Academic

Mitigating Selection Bias in Large Language Models via Permutation-Aware GRPO

arXiv:2603.21016v1 Announce Type: new Abstract: Large language models (LLMs) used for multiple-choice and pairwise evaluation tasks often exhibit selection bias due to non-semantic factors like option positions and label symbols. Existing inference-time debiasing is costly and may harm reasoning, while pointwise training ignores that the same question should yield consistent answers across permutations. To address this issue, we propose Permutation-Aware Group Relative Policy Optimization (PA-GRPO), which mitigates selection bias by enforcing permutation-consistent semantic reasoning.
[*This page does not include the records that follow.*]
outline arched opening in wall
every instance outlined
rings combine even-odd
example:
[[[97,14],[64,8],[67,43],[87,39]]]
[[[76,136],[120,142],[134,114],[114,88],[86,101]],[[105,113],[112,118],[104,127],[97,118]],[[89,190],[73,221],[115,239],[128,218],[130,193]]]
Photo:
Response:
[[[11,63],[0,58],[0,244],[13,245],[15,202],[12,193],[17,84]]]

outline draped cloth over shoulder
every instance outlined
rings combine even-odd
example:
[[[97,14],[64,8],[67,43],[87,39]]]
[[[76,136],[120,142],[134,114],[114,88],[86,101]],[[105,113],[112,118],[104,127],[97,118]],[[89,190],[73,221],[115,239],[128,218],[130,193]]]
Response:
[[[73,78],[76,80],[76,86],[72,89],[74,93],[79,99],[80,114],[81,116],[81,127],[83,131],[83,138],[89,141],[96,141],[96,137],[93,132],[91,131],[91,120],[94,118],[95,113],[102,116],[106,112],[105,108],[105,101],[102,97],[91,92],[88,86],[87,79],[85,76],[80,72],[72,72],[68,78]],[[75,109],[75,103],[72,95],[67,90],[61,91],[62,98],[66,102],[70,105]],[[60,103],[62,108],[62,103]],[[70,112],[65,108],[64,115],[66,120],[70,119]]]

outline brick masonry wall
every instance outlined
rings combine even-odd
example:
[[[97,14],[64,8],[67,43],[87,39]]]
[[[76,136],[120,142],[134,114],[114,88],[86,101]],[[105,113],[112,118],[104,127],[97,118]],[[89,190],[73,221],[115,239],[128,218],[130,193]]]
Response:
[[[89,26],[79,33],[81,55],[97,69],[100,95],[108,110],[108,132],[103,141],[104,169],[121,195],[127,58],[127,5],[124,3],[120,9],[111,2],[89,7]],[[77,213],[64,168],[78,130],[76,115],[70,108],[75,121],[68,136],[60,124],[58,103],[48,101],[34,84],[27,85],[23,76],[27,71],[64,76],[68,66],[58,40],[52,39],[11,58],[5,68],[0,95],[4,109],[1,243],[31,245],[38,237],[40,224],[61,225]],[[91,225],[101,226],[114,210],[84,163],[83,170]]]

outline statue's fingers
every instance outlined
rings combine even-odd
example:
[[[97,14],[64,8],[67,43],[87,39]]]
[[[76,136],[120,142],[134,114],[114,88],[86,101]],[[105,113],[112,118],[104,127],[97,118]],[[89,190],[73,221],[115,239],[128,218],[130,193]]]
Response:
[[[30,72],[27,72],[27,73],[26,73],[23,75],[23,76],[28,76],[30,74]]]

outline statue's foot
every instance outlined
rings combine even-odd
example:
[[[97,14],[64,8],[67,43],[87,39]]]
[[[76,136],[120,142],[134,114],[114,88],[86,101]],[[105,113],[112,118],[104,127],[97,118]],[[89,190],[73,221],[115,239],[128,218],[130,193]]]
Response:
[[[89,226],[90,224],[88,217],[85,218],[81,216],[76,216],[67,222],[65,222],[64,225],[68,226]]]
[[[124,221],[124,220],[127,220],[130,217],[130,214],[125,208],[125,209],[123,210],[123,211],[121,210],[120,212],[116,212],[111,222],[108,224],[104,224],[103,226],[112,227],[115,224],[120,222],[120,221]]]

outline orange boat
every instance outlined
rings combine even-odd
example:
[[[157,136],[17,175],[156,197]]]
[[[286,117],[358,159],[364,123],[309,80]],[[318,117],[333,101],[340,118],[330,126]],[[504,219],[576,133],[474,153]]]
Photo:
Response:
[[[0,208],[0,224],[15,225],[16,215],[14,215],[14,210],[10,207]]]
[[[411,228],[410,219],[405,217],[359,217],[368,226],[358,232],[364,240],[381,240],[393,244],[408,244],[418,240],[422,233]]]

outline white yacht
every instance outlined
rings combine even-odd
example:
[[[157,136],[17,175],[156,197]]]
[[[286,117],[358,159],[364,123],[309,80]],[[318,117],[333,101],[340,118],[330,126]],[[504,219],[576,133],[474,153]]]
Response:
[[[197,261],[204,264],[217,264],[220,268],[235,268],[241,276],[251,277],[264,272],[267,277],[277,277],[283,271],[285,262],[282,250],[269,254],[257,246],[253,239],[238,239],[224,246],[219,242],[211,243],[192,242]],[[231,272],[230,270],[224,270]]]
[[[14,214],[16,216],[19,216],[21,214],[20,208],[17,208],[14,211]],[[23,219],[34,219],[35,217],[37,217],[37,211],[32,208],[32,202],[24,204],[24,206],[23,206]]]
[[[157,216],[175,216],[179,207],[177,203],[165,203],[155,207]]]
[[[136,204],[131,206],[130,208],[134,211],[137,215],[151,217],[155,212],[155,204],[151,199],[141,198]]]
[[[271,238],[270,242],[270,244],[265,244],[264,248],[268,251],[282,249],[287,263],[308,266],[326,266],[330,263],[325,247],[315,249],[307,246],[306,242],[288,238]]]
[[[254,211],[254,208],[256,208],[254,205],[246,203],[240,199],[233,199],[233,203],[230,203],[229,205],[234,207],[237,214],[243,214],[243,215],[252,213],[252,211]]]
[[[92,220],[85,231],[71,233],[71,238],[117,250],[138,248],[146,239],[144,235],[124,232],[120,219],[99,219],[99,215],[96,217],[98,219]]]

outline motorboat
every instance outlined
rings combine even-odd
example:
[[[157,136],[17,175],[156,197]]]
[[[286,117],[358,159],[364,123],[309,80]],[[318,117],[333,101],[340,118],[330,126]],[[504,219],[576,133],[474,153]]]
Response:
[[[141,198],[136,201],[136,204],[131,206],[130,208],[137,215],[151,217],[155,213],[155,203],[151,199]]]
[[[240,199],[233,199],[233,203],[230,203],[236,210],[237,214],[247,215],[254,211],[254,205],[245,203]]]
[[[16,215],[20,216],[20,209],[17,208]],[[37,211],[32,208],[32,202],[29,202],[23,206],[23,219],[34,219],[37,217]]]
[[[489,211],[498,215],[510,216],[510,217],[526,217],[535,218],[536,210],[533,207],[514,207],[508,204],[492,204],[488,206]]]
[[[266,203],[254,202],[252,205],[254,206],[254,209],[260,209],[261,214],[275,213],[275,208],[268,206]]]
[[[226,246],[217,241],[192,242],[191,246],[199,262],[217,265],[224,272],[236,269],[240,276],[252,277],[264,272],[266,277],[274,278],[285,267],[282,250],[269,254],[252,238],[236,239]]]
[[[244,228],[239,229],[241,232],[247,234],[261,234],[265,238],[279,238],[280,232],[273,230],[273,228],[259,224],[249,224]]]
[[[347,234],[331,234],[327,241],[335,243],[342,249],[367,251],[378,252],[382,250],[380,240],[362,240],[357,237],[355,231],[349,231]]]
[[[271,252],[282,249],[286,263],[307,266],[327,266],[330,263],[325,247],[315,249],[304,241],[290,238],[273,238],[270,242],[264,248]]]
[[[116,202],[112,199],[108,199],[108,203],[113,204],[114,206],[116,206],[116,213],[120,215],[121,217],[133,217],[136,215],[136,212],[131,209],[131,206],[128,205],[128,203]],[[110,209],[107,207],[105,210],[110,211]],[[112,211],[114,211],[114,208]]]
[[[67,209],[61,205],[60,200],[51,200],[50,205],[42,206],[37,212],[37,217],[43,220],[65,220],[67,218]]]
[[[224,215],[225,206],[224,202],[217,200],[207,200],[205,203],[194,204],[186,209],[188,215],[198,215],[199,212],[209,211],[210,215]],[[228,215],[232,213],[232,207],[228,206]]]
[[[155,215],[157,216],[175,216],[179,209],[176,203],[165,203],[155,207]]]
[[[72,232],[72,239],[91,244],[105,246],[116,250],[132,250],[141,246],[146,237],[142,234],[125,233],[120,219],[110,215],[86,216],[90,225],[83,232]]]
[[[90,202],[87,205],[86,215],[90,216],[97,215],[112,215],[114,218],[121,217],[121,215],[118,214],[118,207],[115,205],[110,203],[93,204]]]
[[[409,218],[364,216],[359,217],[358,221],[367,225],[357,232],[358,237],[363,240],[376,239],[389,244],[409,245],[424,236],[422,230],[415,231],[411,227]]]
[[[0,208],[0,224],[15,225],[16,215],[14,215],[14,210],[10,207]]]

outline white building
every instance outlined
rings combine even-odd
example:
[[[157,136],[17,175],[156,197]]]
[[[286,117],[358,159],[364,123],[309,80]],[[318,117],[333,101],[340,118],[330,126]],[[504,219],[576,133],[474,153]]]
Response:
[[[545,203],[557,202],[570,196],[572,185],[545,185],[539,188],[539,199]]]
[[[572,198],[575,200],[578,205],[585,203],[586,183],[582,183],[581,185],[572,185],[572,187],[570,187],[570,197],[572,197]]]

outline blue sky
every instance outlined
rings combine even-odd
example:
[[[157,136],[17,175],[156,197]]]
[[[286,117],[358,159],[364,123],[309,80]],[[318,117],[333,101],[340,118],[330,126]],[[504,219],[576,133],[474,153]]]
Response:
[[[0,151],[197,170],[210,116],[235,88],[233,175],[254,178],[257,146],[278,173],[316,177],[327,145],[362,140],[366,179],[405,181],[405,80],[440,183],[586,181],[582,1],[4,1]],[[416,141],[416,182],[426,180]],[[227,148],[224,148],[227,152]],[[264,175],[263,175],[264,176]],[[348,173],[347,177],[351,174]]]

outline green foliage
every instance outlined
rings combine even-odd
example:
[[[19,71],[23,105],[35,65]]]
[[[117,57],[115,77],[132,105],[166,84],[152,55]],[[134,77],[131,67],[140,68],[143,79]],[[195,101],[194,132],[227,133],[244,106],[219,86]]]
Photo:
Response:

PA-GRPO constructs a permutation group for each instance by generating multiple candidate permutations, and optimizes the model using two complementary mechanisms: (1) cross-permutation advantage, which computes advantages relative to the mean reward over all permutations of the same instance, and (2) consistency-aware reward, which encourages the model to produce consistent decisions across different pe

Jinquan Zheng, Jia Yuan, Jiacheng Yao, Chenyang Gu, Pujun Zheng, Guoxiu He · March 24, 2026 · 1 min read · 3 views

#cs.CL #cs.AI #cs.LG

Executive Summary

The article proposes a novel approach, Permutation-Aware Group Relative Policy Optimization (PA-GRPO), to mitigate selection bias in large language models (LLMs) used for multiple-choice and pairwise evaluation tasks. PA-GRPO constructs a permutation group for each instance and optimizes the model using two mechanisms: cross-permutation advantage and consistency-aware reward. Experimental results demonstrate that PA-GRPO outperforms strong baselines across seven benchmarks, substantially reducing selection bias while maintaining high overall performance. The proposed method addresses the limitation of existing inference-time debiasing methods, which are costly and may harm reasoning. PA-GRPO's ability to enforce permutation-consistent semantic reasoning makes it a promising solution for mitigating selection bias in LLMs.

Key Points

▸ PA-GRPO constructs a permutation group for each instance to mitigate selection bias
▸ PA-GRPO uses two mechanisms: cross-permutation advantage and consistency-aware reward
▸ Experimental results demonstrate that PA-GRPO outperforms strong baselines across seven benchmarks

Merits

Strength in Addressing Selection Bias

PA-GRPO effectively addresses selection bias in LLMs by enforcing permutation-consistent semantic reasoning, which is a significant improvement over existing inference-time debiasing methods.

Improved Performance

PA-GRPO maintains high overall performance while substantially reducing selection bias, making it a promising solution for real-world applications.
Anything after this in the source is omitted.